愛とはこれだと、主イエスは身をもって示してくださいました。そして、このように大きな、深い愛で、私たち一人一人の命が、目には見えないけれど、神さまにいつも愛されている、愛されて在る。そう信じて生きることが信仰です。
 私たちは、自分の痛みや苦しみには敏感でも、自分の嘘や不真実にはそれほど鋭くはありません。私たちは自己中心にできています。これぐらい当たり前だ、大したことないと思って自分を弁護したり、相手の方を責めたりしがちです。だから、聖餐の食卓に与っても、その恵みがよく分からないと思うことがあるかも知れません。
 そのような私たちが、自分の罪の大きさに気づくのは、自分の好きな、愛している相手を傷つけ、悲しませたと心から思う時でしょう。そして、相手を失った時でしょう。その時、私たちは傷つけた心の痛み、相手を失った喪失感によって、自分の罪を実感するでしょう。その時、私たちは聖餐の食卓の前に、心から立つことができるでしょう。

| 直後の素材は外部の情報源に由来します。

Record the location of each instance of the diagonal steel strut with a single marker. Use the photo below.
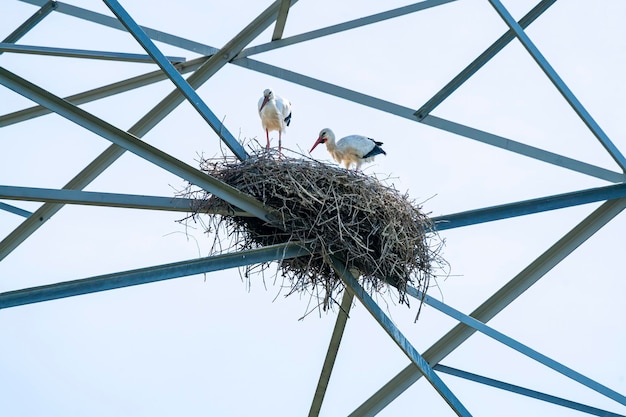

 もちろん、そう感じても、礼拝の中で、皆の前で、自分の嘘を、偽りを、罪を明らかにすることはできないでしょう。また、すぐに解決することもできないでしょう。あるいは、もはや手遅れで、解決することはできないかも知れません。
 それでも、私たちは主イエスの愛の前に立って良いのです。嘘がないとは、偽りがないとはどういうことでしょうか? 一つも嘘をつかないことではありません。一度も偽りを働かないということではありません。罪の心の故に嘘をつき、偽りを働くその自分を、主の前で見つめることです。認めることです。悔い改めの志を抱くことです。
 神さまは、そのような私たちを赦してくださるのです。罪に色あせ、壊れた私たちを捨てないのです。なぜか。愛しているからです。愛する我が子、神の子だからです。
 主イエスに愛されて、神に生かされてある命、それが私たちの人生を支えるすべてなのです。